Os vizinhos, para ajudar Erotides, fizeram o prolongamento do cano para que a água que inunda a casa dela desça para o terreno ao lado, evitando maiores estragos. “Tivemos que fazer uma 'gambiarra' para que a água não parasse só na casa dela. Temos que ajudar porque ver um vizinho nessa situação é terrível”, disse Maria Inês Cordeiro dos Santos.
O IMPACTO entrou em contato com a Sabesp, responsável pela rede de água e esgoto da cidade, que informou que a casa citada é 'casa com soleira negativa', pois foi feita abaixo do nível da calçada. Por isso, quando acontece de obstruir a rede no bairro, casas desse tipo são as primeiras a apresentarem problemas.
Nilton Pavani Naleto, gerente do setor técnico operacional da Sabesp, explicou que na sexta-feira (20) a rede foi entupida por uma bucha de lavar roupa, que jogaram no cano.
Ele explicou que para tentar solucionar o problema de retorno de esgoto, a Sabesp colocou uma válvula de retenção na residência, para impedir que a água de esgoto volte, mas que, por entupimento, não consegue reter a água.
“A Sabesp se responsabiliza por qualquer dano que tenha acontecido na casa por causa do problema com esgoto.
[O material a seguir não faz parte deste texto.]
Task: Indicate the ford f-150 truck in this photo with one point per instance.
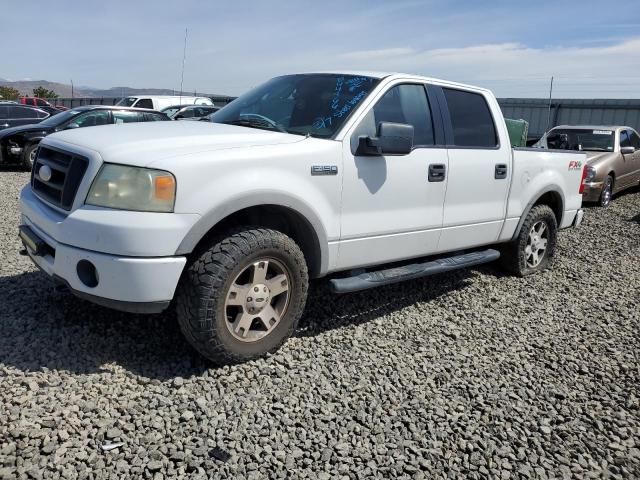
(367, 178)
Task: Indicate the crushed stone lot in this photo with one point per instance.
(473, 374)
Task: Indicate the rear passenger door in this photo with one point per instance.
(626, 174)
(635, 143)
(391, 205)
(479, 171)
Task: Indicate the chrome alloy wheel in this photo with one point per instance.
(257, 299)
(536, 244)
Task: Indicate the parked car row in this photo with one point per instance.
(369, 178)
(189, 112)
(613, 157)
(18, 145)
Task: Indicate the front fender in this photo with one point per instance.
(256, 199)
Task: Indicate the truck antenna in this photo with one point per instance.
(184, 56)
(549, 110)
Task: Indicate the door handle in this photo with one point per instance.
(501, 171)
(437, 172)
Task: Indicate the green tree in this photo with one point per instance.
(9, 93)
(42, 92)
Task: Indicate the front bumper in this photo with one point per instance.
(140, 285)
(592, 191)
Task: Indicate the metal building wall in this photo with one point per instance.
(571, 112)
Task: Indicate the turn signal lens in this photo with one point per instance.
(164, 187)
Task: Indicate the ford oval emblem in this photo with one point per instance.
(45, 173)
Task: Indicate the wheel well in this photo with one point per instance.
(613, 179)
(554, 201)
(276, 217)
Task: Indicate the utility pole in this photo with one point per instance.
(184, 56)
(549, 110)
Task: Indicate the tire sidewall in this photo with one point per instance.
(608, 183)
(287, 322)
(537, 214)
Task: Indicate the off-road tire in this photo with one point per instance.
(513, 256)
(203, 289)
(26, 156)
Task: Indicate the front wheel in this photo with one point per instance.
(607, 191)
(242, 298)
(534, 247)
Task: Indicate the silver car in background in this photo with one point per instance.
(613, 157)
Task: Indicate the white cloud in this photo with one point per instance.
(513, 69)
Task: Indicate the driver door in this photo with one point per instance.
(391, 208)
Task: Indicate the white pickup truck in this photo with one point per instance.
(368, 178)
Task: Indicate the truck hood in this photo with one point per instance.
(595, 158)
(140, 144)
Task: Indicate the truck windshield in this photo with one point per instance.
(581, 139)
(127, 102)
(310, 104)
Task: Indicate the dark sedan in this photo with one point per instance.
(189, 112)
(19, 144)
(13, 115)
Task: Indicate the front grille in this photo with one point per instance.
(67, 171)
No dia a moradora pediu materiais de limpeza e cloro, e nós entregamos o que ela pediu”, afirmou o gerente. “No mesmo dia fizemos a desobstrução e manutenção”, completou.
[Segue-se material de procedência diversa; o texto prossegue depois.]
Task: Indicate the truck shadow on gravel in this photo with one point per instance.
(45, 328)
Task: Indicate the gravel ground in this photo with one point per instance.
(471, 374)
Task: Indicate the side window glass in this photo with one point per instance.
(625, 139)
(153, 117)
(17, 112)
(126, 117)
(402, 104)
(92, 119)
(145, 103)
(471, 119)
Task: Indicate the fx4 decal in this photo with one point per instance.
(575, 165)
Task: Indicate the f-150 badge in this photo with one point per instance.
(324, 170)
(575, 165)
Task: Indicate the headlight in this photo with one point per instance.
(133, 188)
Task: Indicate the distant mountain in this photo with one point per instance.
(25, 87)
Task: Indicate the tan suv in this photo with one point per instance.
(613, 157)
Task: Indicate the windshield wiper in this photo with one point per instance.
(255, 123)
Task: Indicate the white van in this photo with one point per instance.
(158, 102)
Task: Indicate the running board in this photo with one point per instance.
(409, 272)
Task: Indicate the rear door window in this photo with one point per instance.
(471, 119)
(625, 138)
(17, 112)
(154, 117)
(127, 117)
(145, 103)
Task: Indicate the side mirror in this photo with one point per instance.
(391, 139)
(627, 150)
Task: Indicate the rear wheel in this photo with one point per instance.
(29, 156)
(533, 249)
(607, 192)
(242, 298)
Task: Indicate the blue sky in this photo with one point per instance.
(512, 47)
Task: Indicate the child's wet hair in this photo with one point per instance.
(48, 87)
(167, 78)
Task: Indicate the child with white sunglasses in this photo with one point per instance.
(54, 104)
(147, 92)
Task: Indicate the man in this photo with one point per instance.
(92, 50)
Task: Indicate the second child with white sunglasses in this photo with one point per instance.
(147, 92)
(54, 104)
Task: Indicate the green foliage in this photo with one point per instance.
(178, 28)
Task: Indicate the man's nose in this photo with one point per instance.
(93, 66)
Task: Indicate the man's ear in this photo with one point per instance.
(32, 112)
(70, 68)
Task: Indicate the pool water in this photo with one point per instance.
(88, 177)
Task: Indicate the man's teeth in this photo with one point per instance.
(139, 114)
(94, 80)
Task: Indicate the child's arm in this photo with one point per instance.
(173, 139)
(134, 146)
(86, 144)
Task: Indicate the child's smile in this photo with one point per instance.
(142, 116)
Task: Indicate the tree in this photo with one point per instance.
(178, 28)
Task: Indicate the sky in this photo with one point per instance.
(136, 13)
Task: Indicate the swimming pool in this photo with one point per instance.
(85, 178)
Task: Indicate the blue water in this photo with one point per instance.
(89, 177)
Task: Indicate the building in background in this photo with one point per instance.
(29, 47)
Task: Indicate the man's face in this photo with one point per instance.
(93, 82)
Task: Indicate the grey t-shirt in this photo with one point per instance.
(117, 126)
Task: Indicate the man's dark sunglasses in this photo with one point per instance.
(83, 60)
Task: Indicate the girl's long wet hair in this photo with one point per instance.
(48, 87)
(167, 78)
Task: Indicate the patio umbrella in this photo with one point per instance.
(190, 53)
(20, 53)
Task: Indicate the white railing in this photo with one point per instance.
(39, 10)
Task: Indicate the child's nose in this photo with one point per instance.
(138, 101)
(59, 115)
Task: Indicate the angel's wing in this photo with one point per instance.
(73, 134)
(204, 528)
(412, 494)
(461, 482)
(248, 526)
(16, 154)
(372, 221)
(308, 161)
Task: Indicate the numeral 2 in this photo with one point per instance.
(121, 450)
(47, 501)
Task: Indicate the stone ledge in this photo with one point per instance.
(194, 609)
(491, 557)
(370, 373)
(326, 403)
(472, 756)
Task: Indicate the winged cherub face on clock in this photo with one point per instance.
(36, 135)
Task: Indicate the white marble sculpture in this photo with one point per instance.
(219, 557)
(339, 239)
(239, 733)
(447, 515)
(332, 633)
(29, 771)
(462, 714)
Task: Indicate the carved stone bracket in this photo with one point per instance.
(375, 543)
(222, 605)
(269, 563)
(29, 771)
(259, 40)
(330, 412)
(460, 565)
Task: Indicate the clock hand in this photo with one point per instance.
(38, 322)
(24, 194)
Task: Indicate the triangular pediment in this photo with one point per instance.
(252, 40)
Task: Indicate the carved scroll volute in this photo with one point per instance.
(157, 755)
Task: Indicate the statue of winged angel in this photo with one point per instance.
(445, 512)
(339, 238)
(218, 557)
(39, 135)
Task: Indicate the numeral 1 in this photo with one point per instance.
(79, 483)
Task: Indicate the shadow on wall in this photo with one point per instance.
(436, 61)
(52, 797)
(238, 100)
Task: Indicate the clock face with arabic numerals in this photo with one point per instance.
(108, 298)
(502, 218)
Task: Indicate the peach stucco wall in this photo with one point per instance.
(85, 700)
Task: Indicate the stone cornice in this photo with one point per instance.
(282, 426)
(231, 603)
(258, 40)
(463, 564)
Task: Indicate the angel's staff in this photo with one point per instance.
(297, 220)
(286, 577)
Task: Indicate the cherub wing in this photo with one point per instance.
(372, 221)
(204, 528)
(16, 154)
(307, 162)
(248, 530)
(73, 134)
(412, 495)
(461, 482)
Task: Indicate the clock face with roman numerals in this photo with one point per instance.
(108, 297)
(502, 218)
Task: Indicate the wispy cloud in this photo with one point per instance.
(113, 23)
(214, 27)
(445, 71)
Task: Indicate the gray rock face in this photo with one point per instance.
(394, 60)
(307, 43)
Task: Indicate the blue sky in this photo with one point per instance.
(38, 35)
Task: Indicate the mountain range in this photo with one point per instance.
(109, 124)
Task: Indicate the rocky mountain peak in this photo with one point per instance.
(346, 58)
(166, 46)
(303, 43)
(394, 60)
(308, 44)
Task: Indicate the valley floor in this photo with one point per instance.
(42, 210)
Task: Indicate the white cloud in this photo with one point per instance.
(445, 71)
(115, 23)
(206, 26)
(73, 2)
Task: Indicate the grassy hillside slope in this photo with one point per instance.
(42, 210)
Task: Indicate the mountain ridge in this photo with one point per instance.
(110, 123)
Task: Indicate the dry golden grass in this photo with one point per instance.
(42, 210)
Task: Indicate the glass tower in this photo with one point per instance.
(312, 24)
O IMPACTO entrou em contato com a Prefeitura de Adamantina questionando a situação da casa de Erotides dos Santos e a promessa feita de uma nova casa.
Por meio de nota, a prefeitura informou que referente a construção moradias sociais realizadas pela Prefeitura, “as ações realizadas hoje no município se efetivam desde que haja uma parceria entre a Prefeitura e o morador que necessita da construção ou reforma. Esse morador formaliza sua necessidade, o que é avaliado tecnicamente pela equipe da Secretaria Municipal de Assistência Social e do Cras (Centro de Referência da Assistência Social). Constatada a necessidade social do requerente, o mesmo é considerado apto a receber o benefício, porém, é imprescindível que o mesmo seja um dos parceiros, viabilizando o material, seja adquirindo ou buscando doações de entidades assistenciais, igrejas, empresários e outras pessoas ou organizações, que têm se empenhado solidariamente, na medida do possível, já que a Prefeitura é legalmente é impedida de empregar materiais adquiridos com recursos públicos em obras particulares”.
Segundo nota, “a participação da Prefeitura de Adamantina, em todos os casos, é com o fornecimento da mão de obra, dentro da sua capacidade de atendimento, e nesses moldes, já foram atendidas mais de 65 famílias em Adamantina com construção de moradias, reforma , melhoria, construção de banheiros e muros. Existe hoje uma lista de espera de aproximadamente 200 famílias consideradas aptas, onde muitas dessas aguardam a parceria para a conquista do material, reiterando que a Prefeitura, dentro do seu cronograma de trabalho, fornece a mão de obra. O caso específico apresentado requer um estudo, e para tanto solicitamos que o morador reclamante procure a Prefeitura (Departamento de Protocolo), no andar térreo do Paço Municipal, e formalize um pedido de informação, relatando todo o caso, para que sejam prestadas as informações precisas sobre o mesmo”.